Revert RAWUCHAR macros, renaming them as UCHAR21 and adding an explanatory

comment. git-svn-id: svn://vcs.exim.org/pcre/code/trunk@1431 2f5784b3-3f2a-0410-8824-cb99058d5e15
author: ph10 <ph10@2f5784b3-3f2a-0410-8824-cb99058d5e15> 2014-01-02 17:41:28 +0000
committer: ph10 <ph10@2f5784b3-3f2a-0410-8824-cb99058d5e15> 2014-01-02 17:41:28 +0000
commit: 31a692c6bfca25feffa7cc96dab542080b0a9d0c (patch)
tree: ce87e75e8ed049d97d5f667631fcaf7b30e86f70
parent: 62671ac7455a5eb508bc3f99e6f01585efd08c83 (diff)
download: pcre-31a692c6bfca25feffa7cc96dab542080b0a9d0c.tar.gz
5 files changed, 85 insertions, 67 deletions
diff --git a/ChangeLog b/ChangeLog
index a610c40..568e779 100644
--- a/ChangeLog
+++ b/ChangeLog
@@ -31,10 +31,11 @@ Version 8.35-RC1 xx-xxxx-201x
     must be bigger than the treshold as well.
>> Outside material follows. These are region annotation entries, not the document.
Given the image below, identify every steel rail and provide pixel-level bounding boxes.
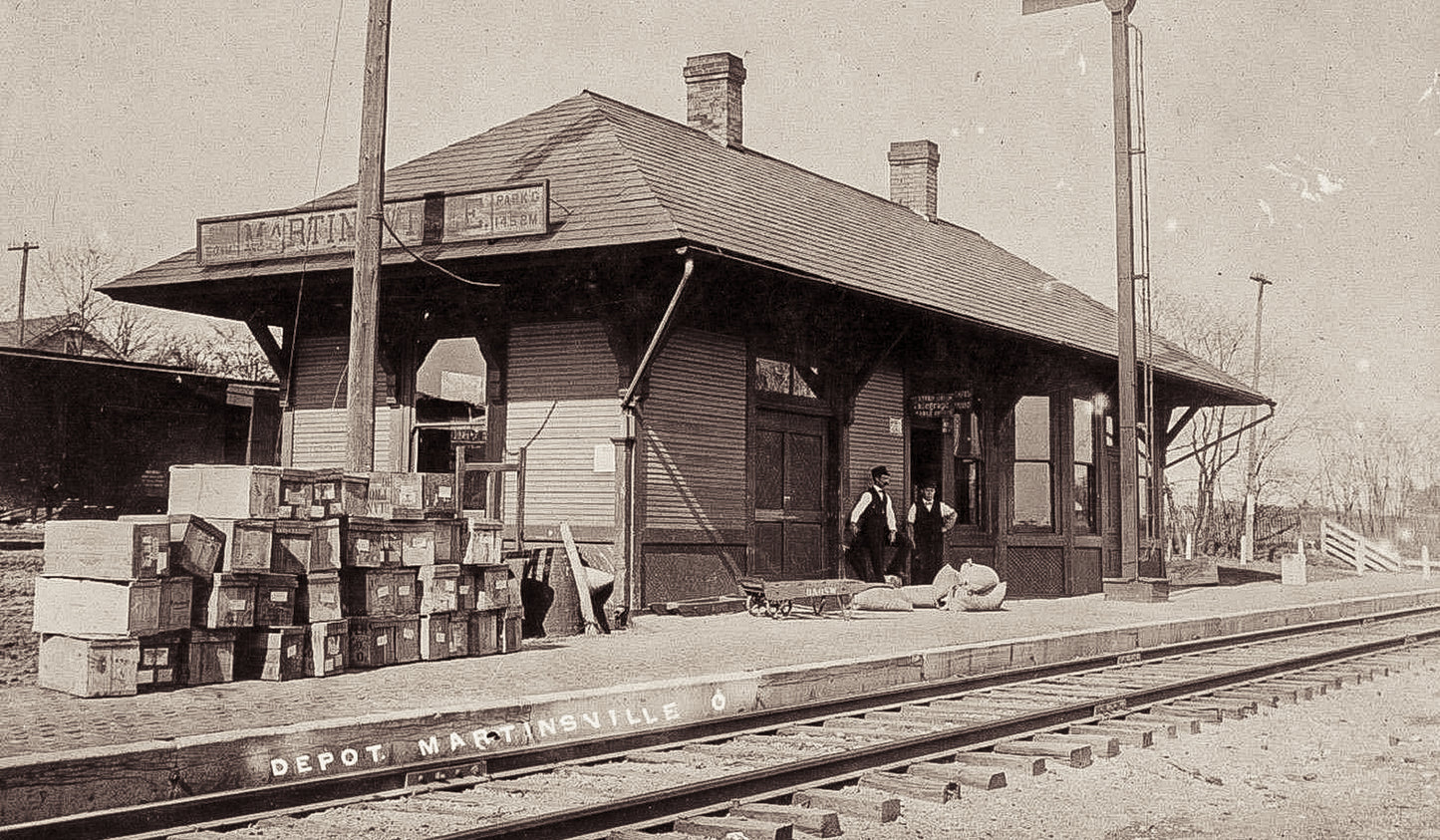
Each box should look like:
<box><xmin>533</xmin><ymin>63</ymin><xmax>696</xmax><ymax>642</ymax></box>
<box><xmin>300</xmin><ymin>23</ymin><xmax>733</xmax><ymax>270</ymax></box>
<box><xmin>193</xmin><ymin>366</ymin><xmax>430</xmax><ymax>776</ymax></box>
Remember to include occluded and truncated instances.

This function is useful, when
     the characters above the treshold are handled in the same way.
     
-7.  The macros RAWUCHAR and RAWUCHARTEST were identical (and the latter was not
-    testing anything, contrary to its name and comment) and were not really 
-    fulfilling any useful function, so I have replaced their use by plain code. 
-    Similarly for RAWUCHARINC and RAWUCHARINCTEST.  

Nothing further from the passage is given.